L’économiste Marc Touati analyse trois événements majeurs qui révèlent l’ampleur des défis économiques français : nouveau Premier ministre, dégradation de sa note et excédent commercial chinois record.

Le Premier ministre en difficulté dès sa nomination
François Bayrou ayant démissionné, Emmanuel Macron a nommé Sébastien Lecornu au poste de Premier ministre. Selon les derniers sondages, ce dernier ne bénéficie que de 16% d’opinions favorables, un score inférieur à ses prédécesseurs : Michel Barnier avait débuté avec 34%, Gabriel Attal avec 20%. Cette défiance traduit l’état d’esprit des Français vis-à-vis du pouvoir, Emmanuel Macron lui-même n’obtenant que 17% d’opinions favorables, son plus bas niveau depuis 2017.
Dégradation de la note française par Fitch
L’agence de notation Fitch a dégradé la note de la France de AA- à A+, perspective stable. Cette décision, attendue depuis un an, reflète l’incapacité du pays à réduire son déficit public. Deux autres agences majeures, Moody’s (verdict le 25 octobre) et Standard & Poor’s (28 novembre), pourraient suivre, ce qui aurait un impact plus significatif sur les marchés.
La France, qui bénéficiait d’un triple A jusqu’en 2012, se trouve désormais dans la catégorie « qualité moyenne » avec sa note A+. Cette dégradation s’accompagne d’un élargissement des écarts de taux d’intérêt avec les autres pays européens : 80 points de base avec l’Allemagne, et des taux français désormais équivalents à ceux de l’Italie.
Tensions sur les taux d’intérêt
Les taux d’intérêt français à 10 ans atteignent 3,5%, leur plus haut niveau depuis novembre 2011. Sur les échéances à cinq ans, la France affiche le taux le plus élevé d’Europe (2,81%), devançant l’Italie (2,79%) et la Grèce (2,62%). Cette situation reflète la méfiance des investisseurs quant à la capacité française à respecter ses objectifs budgétaires.
L’explosion des dépenses de fonctionnement
Les dépenses de fonctionnement publiques représentent 541,1 milliards d’euros sur 12 mois, soit 32,2% des dépenses publiques totales. Elles ont augmenté de 21,5% depuis 2021, représentant une hausse de près de 96 milliards d’euros. Cette croissance contraste avec l’augmentation de seulement 12,8% des dépenses sociales sur la même période.
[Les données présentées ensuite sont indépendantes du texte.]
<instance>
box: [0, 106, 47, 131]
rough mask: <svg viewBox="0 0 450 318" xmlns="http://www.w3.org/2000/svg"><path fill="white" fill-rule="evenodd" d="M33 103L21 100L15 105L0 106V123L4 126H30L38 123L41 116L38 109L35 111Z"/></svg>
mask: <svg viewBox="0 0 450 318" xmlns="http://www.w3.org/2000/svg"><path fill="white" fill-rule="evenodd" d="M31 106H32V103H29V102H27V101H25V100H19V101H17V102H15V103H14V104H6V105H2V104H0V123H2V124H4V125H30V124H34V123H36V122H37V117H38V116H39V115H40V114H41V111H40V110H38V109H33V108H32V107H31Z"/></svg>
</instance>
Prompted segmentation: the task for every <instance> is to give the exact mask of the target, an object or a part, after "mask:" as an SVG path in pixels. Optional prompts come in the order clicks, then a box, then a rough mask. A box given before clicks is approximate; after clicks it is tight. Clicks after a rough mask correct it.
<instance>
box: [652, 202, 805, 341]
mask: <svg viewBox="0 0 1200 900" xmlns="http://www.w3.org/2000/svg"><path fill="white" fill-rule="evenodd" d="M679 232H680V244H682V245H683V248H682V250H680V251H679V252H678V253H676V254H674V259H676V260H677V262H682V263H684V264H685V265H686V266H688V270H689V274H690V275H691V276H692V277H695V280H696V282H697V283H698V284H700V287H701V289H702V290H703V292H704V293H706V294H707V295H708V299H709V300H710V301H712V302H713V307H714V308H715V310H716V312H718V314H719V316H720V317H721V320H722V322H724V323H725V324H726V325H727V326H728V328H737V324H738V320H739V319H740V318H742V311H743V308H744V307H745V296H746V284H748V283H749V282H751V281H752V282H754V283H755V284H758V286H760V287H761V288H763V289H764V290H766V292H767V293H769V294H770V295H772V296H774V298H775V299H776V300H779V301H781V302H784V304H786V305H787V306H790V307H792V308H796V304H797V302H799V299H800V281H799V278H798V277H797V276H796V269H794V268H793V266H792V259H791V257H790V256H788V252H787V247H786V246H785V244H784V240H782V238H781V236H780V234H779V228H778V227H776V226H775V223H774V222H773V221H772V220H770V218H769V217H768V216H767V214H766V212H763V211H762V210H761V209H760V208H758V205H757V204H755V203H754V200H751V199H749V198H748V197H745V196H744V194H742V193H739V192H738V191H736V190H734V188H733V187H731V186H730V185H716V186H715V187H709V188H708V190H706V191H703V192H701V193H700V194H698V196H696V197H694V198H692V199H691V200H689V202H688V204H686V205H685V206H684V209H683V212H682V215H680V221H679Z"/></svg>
La question fiscale au cœur des débats
Face à un déficit public proche de 6% du PIB, le nouveau gouvernement envisage des hausses d’impôts, notamment sur l’épargne et les entreprises. Cette orientation inquiète, la France étant déjà le pays avec le plus fort taux de prélèvements obligatoires au monde (51,4% du PIB). Les dépenses publiques atteignent 57,2% du PIB, contre 49,2% en Grèce qui a réussi à redresser ses finances.
Record chinois préoccupant
Parallèlement, la Chine a établi un nouveau record d’excédent commercial avec 1.167,6 milliards de dollars sur 12 mois. Malgré les droits de douane américains, les exportations chinoises se reportent vers l’Europe. La France affiche un déficit de près de 50 milliards d’euros avec la Chine, compromettant les objectifs de réindustrialisation.
Perspectives sombres
L’économiste prédit une poursuite de la hausse des taux d’intérêt français, qui pourraient atteindre 5% d’ici à 2026 si aucune mesure crédible de réduction du déficit n’est prise. Il critique la stratégie consistant à augmenter les impôts plutôt qu’à réduire les dépenses publiques, estimant que cette approche risque d’aggraver la situation économique du pays.
La nomination de Sébastien Lecornu intervient dans ce contexte difficile, avec la mission de redresser les finances publiques tout en maintenant la cohésion sociale, un défi que ses prédécesseurs n’ont pas réussi à relever.